The lyrics lionize the youth as a recalcitrant, harmonizing (和声) element to the stagnant melody of his surroundings. While the population sleeps inside their holes, Johnny is made to see a heroic alternative that provides a new avenue for individual expression and in the process enriches the collective sounds of his society.

While Johnny and his rebel friend are by no means flooding the streets of contemporary China, the historically dormant frequencies of popular youth culture are markedly fluctuating. A recent article in The Telegraph (07 Dec 2009, UK) suggests notable rises in alternative band growth (~20,000 at the moment) and huge gains in concert attendance (up 30%). The nation's new found wealth and the radical contraction of the traditionally sprawling, Chinese nuclear family have given China's new youth immense new freedoms and resources to explore the world and to create themselves. Inspired by the retro80s and protopunk sounds and cultures of the West, Chinese bands and their listeners are blazing new avenues for self-expression. Grassroots jamming and lyrical and instrumental innovation have made Chinese Indie a big hit at home and abroad. The Carsick-Cars are close friends with NYC's own noise band Sonic Youth and their dependable opening act.

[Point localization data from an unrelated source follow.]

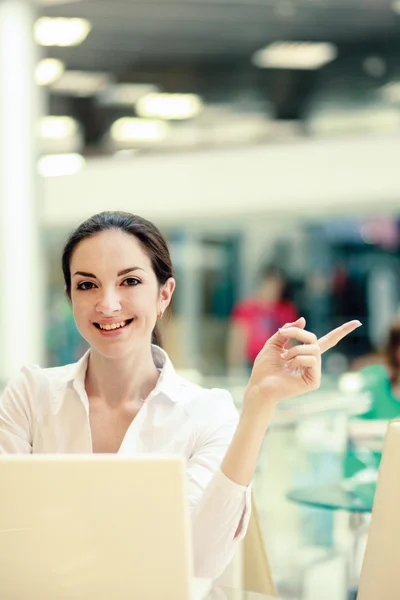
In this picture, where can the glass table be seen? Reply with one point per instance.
(336, 496)
(355, 498)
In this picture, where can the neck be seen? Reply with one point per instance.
(121, 381)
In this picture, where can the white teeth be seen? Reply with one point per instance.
(112, 325)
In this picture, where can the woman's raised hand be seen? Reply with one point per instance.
(282, 372)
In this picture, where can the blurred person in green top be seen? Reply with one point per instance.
(381, 381)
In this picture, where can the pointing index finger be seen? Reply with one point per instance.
(333, 337)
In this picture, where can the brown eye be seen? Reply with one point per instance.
(131, 281)
(85, 285)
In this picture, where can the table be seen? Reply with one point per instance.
(224, 593)
(336, 496)
(357, 500)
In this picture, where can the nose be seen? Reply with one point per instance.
(109, 301)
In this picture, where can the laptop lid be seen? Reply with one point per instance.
(380, 575)
(94, 527)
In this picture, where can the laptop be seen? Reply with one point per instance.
(95, 527)
(380, 574)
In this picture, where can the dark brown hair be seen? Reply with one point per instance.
(151, 239)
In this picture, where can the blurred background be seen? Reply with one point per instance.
(262, 137)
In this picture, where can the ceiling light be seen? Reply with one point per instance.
(295, 55)
(61, 32)
(81, 83)
(391, 91)
(367, 119)
(56, 128)
(396, 6)
(130, 129)
(59, 165)
(55, 2)
(375, 66)
(169, 106)
(126, 94)
(48, 70)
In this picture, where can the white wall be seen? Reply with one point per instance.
(300, 178)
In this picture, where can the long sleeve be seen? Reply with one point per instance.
(220, 508)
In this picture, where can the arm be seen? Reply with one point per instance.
(278, 373)
(219, 507)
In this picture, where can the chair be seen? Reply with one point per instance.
(256, 570)
(380, 570)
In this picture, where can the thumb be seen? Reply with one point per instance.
(279, 339)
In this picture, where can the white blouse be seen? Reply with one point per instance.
(47, 410)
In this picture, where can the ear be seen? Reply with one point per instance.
(166, 292)
(67, 294)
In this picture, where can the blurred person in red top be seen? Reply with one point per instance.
(255, 319)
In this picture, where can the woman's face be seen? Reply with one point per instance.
(115, 294)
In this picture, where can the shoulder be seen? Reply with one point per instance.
(212, 405)
(374, 374)
(33, 380)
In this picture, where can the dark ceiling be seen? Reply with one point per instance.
(206, 46)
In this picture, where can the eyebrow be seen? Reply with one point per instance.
(120, 273)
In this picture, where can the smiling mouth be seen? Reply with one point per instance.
(113, 326)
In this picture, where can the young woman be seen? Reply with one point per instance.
(124, 396)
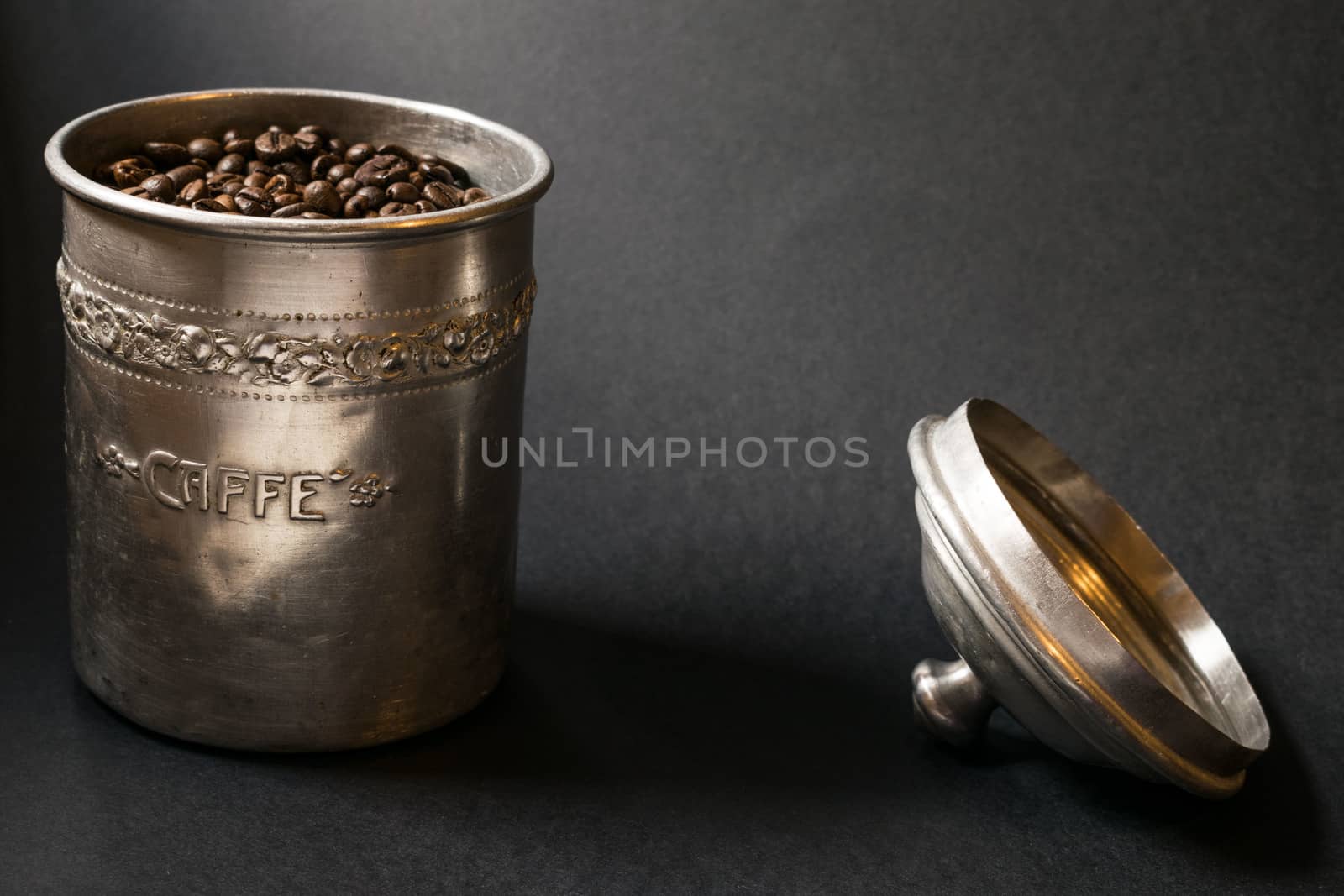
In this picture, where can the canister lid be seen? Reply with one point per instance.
(1066, 614)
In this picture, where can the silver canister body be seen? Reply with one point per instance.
(282, 535)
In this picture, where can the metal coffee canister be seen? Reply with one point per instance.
(282, 535)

While excitement brews in cultural and academic circles over the stirrings of Chinese Indie (we anticipate Andrew Field's documentary on the scene early 2010), not everyone is as persuaded by its transformative powers and cultural significance. In fact, P.K. 14, the godfather of Chinese Indie, is pessimistic about its impact and skeptical about its popularization. Yang Haisong says that the fervor surrounding the scene is a marketing construct and that the youth's interest in new Chinese rock is more an expression of slavish conformatism than release of alternative energies. In other words, Indie rock is threatening to become a new catalyst for a classic case of homogenization.

We will look at and listen to some of the leading bands on the Chinese Indie scene and add our own voices to the sociological and cultural debate of what this all means for China's rising generation.

Readings:
*Han Han's His Own Country (他的国)
*Lonely China

*Carsick-Cars
*P.K. 14
*NY Times Article on Communist Sponsored Rockfests (2010)

Questions to consider:
(1) What are you first impressions about the sounds and the lyrics of the music? Thinking of the passage from His Own Country, how can rock be freeing for the Chinese?
(2) What do you perceive as being attractive to Chinese youth in Indie and punk music?
(3) How can what's new about Indie music threaten to snuff out its creative and liberational prospects?